At the airport, some 5,000 people were on hand to greet him--and just about the same 5.000 were still there when he returned from the police. "Some people," cried Bowles triumphantly, "have had the honor of being arrested by privates, some by corporals, some even by captains. But I've had the honor of being arrested by the governor." As the crowd cheered and horns honked, Bowles launched into his harangue. He referred sneeringly to "departed" U.S. Supreme Court Justice Jackson, then tore into Delaware's Attorney General H. Albert Young, who is trying to revoke the N.A.A.W.P.'s charter.
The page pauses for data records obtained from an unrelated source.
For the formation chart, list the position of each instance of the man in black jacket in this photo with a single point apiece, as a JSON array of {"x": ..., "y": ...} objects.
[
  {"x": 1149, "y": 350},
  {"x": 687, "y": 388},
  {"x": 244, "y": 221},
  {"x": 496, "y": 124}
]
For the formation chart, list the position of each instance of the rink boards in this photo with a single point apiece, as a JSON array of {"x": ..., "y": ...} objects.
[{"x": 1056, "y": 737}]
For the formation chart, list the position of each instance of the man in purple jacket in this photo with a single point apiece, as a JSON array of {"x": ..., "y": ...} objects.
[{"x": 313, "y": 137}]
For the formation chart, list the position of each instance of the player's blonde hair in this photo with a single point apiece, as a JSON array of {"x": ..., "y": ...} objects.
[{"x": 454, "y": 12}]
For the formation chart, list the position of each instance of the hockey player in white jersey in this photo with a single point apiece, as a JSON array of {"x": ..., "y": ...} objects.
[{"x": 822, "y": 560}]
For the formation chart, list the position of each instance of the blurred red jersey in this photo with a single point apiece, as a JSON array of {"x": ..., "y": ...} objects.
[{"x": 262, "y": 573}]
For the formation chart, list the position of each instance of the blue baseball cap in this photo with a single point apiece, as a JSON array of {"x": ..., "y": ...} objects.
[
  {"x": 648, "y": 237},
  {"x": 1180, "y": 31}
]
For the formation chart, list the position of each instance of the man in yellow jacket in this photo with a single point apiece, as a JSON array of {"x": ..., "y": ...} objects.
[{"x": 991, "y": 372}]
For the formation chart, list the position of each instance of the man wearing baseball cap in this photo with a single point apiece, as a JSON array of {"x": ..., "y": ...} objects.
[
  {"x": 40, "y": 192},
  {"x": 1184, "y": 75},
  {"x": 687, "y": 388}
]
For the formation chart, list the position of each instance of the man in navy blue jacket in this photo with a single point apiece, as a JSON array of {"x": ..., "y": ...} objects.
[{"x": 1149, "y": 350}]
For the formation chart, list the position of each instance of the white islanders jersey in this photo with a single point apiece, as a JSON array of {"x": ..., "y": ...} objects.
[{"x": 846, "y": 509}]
Young's real name, announced Bowles dramatically, is actually Hyman Yanowitz.
Next night at Lincoln, he played the same tune again. But he charged that since "Attorney General Hyman Albert Yanowitz. alias H. Albert Young," had never changed his name legally, he should be forced to resign. Finally, Bowles declared that he would welcome the support of Negroes who "sincerely" believed in segregation. But Negroes would attend N.A.A.W.P. meetings only on a segregated basis: "The only thing we'll do together is to pledge allegiance to the flag."
Though Attorney General Young refused to comment on Bowles's attack (his Jewish background was known in his 1950 campaign), he proved that he was no man to back down from a fight. When the National Association for the Advancement of Colored People brought suit in behalf of ten Negro students who were barred from the white Milford, Del. high school (TIME, Oct. 11), Young appeared in court to back up the N.A.A.C.P. "Here," said he. "are ten children who were attending school without incident. Why were they taken out?" Young's answer: "Mob rule."
After hearing the arguments of Young and the N.A.A.C.P., Delaware's Vice Chancellor William Marvel ruled that the ten Negroes "have a clear and legal right" to attend the Milford school. But that decision was obviously not the end of the affair. At week's end, Milford's white citizens were beginning to mutter again, and Bryant Bowles was still around to keep them aroused. "When the Negroes walk in," said he. "the whites will walk out."
Though so far the noisiest of the lot, the N.A.A.W.P. is not the only group fighting desegregation. Others and their creeds: P: The National Association for the Advancement and Protection of the Majority of the White People, chartered in Georgia last June, claims it will fight "any and all legal actions brought to destroy segregation laws between the White Race and the Colored Race." Among its founders: Dr. Marvin Head, onetime Chief Klansman of Griffin, Ga.
P: The National Association for the Preservation of the White Race, organized last July, is headed by Augusta, Ga. Store Owner Jack Dempsey, a former Grand Dragon of the K.K.K. The N.A.P.W.R.'s credo: "Negro blood destroyed the civilization of Egypt, India, Phoenicia, Carthage. Greece and Rome." Now Russia wants to destroy the U.S. by prodding "us to accept 16 million Negroes as social equals . . . Every American who by word or deed helps Russia further this plan of race destruction is a traitor to kind and country."
P: The American States' Rights Association of Birmingham, Ala. said: "Segregation is the basis of our civilization. It is the only insurance against racial mongrelization."
P: Florida States' Rights, chartered in August, claims a membership of 4,000. Said its state secretary, Ruth V. Armstrong: "I can't have my son or daughter dancing on a dance floor or swimming in a pool with somebody as black as the ace of spades and with a skull three inches thick."